Ces températures extrêmement rudes sont exacerbées par le blizzard, vent violent hivernal qui souffle sur le Nord des USA et le Canada. Conséquence, l’économie des Etats du Nord est presque à l’arrêt, les écoles sont fermées, les voies ferrées et les aéroports fortement perturbés et des victimes qui se comptent déjà par dizaines.

Cette vague de froid historique qui s’abat sur les Etats Unis n’impacte-t-elle pas le mental des citoyens ? Je suis de ceux qui prendraient le risque très grave de répondre à cette question par l’affirmative. Et qui, en conséquence, ne sont guère surpris de l’annonce, le vendredi dernier, par le secrétaire d’Etat américain Mike Pompeo, du retrait des USA du pacte historique de contrôle des armes nucléaires (INF pour Intermediate-Range Nuclear Forces Treaty) avec la Russie, signé le 08 décembre 1987, à Washington DC, par le président américain Ronald Reagan et le Secrétaire général du Comité central du PCUS Mikhaïl Gorbatchev. Tout cela ne nous rajeunit pas et ne dit presque rien à la majorité des lecteurs de cette chronique nés après la chute du Mur de Berlin en 1989.

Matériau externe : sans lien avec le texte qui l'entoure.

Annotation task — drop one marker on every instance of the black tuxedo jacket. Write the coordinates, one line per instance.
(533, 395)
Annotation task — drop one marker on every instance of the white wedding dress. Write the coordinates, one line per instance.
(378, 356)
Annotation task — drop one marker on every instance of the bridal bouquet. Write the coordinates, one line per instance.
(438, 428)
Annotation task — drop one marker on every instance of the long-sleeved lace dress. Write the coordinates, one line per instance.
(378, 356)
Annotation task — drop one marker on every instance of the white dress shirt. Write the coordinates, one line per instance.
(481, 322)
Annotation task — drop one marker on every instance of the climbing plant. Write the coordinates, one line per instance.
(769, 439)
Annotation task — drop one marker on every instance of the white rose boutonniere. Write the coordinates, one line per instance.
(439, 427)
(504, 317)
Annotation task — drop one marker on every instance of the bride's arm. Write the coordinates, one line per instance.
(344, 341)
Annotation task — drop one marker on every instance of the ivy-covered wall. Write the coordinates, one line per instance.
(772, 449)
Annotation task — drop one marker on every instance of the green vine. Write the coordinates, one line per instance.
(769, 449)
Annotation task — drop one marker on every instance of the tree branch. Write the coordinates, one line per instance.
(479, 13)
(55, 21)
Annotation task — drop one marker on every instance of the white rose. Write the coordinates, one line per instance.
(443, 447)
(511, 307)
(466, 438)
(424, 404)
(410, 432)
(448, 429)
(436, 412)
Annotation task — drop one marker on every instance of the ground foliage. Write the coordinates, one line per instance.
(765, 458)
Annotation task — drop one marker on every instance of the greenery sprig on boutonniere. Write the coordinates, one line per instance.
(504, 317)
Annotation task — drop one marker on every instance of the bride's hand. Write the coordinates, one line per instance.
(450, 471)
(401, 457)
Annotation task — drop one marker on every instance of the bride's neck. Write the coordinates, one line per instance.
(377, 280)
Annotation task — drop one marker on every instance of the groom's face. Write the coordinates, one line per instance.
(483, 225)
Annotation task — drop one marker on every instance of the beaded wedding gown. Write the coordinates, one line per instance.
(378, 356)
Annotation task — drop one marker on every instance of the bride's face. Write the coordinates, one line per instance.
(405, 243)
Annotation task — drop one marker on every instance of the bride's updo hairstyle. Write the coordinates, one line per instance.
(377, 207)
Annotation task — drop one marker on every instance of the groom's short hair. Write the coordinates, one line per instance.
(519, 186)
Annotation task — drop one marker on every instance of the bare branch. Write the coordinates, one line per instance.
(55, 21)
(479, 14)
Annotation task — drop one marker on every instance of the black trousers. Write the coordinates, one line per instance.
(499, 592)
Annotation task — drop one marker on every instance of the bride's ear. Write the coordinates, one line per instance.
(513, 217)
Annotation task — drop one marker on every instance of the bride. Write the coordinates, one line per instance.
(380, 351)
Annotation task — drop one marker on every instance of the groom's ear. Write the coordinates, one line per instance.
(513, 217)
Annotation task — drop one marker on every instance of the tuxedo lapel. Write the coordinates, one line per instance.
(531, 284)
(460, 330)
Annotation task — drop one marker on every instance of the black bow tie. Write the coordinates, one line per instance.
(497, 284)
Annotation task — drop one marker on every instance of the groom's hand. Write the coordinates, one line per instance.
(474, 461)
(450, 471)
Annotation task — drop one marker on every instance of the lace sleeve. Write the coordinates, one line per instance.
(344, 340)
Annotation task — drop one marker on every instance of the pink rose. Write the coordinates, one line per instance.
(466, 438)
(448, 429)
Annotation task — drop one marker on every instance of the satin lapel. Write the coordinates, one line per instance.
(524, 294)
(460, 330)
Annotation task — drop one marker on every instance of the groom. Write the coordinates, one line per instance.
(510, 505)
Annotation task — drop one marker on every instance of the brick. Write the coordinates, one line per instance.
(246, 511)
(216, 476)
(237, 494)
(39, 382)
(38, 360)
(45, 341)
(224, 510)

Allons-nous revivre un nouveau chapitre de glaciation des relations internationales avec pour conséquence directe la relance de la course à l’armement ? Cette fois-ci, je n’ai pas envie de franchir le Rubicon, même si la qualité de ceux qui sont aux affaires à Washington ne m’inspire aucune confiance. Trump et ses amis sont des gens particulièrement instables qui excellent dans la victimisation permanente ; à la bouche, ils ont une subtile accusation qui les incline à vouloir rebattre les cartes internationales et donc à refaire le monde dont le centre incontesté serait Washington. Entre nous, depuis la fin de la Deuxième Guerre mondiale, le centre du monde a-t-il jamais quitté Washington, qui a pensé et mis en œuvre la doctrine de la guerre froide ? L’URSS et la Russie d’aujourd’hui, son héritière, ont donné l’illusion de lui tenir la dragée haute, mais ne sont-elles pas passées par les cases effondrement et recomposition ? La Russie de poutine ne court-elle pas derrière un prestige d’antan en s’abreuvant à la sauce d’un nationalisme de bas étage et adepte d’un leadership brutal qui confine au culte de la personnalité ?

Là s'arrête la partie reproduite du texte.